Что касается Ханса, то он имел очень озабоченный вид и яростно искал что-то в карманах своей ветхой куртки из бумажной материи, которая, судя по некоторым признакам, много лет тому назад украшала какого-нибудь английского егеря.
— Три! — донеслось до меня его бормотание. — Клянусь духом своего деда, их осталось только три!
— Чего осталось три? — спросил я его по-голландски.
— Три талисмана, баас, а между тем их должно быть двадцать четыре.
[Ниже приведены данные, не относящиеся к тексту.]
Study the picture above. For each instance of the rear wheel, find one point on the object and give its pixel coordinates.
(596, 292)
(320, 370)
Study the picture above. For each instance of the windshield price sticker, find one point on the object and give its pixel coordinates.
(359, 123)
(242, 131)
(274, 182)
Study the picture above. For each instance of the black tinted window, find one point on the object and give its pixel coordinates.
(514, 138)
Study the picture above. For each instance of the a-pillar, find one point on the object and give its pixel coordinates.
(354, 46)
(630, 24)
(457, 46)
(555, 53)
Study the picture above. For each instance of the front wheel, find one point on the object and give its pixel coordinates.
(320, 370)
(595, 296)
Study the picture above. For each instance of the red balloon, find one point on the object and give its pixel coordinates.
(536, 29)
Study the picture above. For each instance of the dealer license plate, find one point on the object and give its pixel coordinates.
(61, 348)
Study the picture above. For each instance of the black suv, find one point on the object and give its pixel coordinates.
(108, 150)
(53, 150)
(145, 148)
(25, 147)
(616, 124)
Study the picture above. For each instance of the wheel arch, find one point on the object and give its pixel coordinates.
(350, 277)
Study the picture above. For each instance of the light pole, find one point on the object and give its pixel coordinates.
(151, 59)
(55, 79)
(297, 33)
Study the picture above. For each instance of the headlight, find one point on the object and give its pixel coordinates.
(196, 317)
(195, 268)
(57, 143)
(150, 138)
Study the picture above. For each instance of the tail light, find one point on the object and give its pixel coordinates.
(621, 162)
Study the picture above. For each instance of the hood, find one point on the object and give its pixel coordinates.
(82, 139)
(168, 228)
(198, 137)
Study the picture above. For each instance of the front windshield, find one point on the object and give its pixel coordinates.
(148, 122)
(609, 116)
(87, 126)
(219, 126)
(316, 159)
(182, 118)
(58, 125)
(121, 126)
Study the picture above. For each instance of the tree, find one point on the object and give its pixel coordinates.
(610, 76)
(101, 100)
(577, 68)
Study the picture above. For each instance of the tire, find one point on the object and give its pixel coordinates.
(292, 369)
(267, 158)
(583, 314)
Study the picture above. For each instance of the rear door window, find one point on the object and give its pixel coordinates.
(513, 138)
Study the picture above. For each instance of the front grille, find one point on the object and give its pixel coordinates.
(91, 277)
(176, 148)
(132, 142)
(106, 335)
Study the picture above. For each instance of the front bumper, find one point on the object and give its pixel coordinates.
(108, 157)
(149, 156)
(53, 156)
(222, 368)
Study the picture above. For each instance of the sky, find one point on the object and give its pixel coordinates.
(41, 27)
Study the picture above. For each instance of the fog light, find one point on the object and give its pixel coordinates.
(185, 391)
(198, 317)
Остальные вывалились через дыру, которую сам дьявол сделал в этой гнилой материи. Теперь мы не умрем от голода, не будем застрелены и не утонем, — по крайней мере, ни одна из этих вещей не случится со мною, — но еще остается двадцать один способ, которыми можно погубить нас, так как охраняющие от них талисманы потеряны. Таким образом…
— Перестань говорить вздор! — прервал я его и снова погрузился в свои печальные размышления.
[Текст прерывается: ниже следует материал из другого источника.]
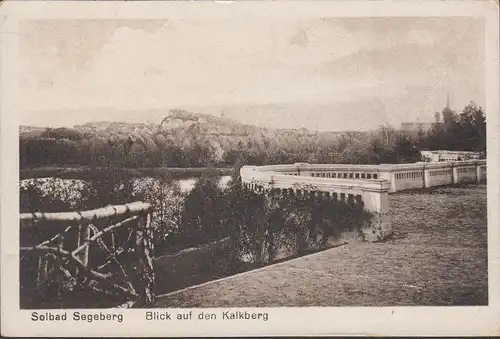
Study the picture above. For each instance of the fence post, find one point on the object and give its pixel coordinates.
(144, 252)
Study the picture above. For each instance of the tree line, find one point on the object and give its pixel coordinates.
(192, 147)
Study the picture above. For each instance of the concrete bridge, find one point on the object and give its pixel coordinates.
(361, 184)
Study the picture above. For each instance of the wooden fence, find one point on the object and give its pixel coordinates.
(106, 253)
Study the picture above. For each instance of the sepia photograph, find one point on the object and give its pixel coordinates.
(246, 162)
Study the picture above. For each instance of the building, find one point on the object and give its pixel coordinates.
(441, 156)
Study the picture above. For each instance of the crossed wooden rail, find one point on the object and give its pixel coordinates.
(123, 265)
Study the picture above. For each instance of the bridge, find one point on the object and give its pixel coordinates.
(104, 254)
(368, 185)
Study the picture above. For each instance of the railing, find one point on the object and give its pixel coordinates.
(107, 252)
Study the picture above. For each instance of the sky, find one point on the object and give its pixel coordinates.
(319, 73)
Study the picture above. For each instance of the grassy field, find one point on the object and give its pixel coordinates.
(437, 256)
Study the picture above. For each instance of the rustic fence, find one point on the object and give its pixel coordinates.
(96, 258)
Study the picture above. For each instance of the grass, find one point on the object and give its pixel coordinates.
(87, 173)
(437, 256)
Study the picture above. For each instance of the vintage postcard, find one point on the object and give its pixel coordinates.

Потом я лег спать. Проснувшись, я увидел, что полдень прошел и ветер начинает падать. Однако он держался, пока мы ели пищу, которую взяли с собой, после чего он окончательно упал. Тогда понго взялись за весла. По моей мысли мы предложили им свою помощь, так как мне пришло в голову, что нам следует научиться грести этими веслами.
Нам было дано шесть весел, и Комба, который, как я заметил, теперь начал говорить с нами несколько повелительным тоном, научил нас их применению. Вначале дело не клеилось, но три-четыре часа практики научили нас многому. Прежде чем наше путешествие окончилось, я увидел, что мы вполне сможем управлять лодкой, если это нам когда-либо понадобиться.
Около трех часов пополудни показались довольно отчетливо берега острова (если только это действительно был остров, что для меня до сих пор осталось невыясненным), к которому мы направлялись. Вершина горы, стоявшей на расстоянии нескольких миль от берега, была видна за несколько часов до этого. Ее очертания я мог видеть в бинокль почти с самого начала нашего плавания.
Около пяти часов вечера мы вошли в глубокий залив, окаймленный с обеих сторон лесами, среди которых были обработанные поля и небольшие деревни обычного африканского типа.
Судя по небольшой величине деревьев, росших около возделанных мест, я заключил, что некогда (вероятно, в минувшей половине текущего столетия) такие места занимали значительно большее пространство. Я спросил Комбу о причине этого. Он ответил мне загадочным изречением, которое произвело на меня такое впечатление, что я занес его слова в свою записную книжку:
Когда умирает человек, умирает и хлеб. Человек есть хлеб, и хлеб есть человек.
Больше я ничего не мог от него добиться. Очевидно, он намекал на убыль населения в Земле Понго — обстоятельство, о котором ему не хотелось говорить.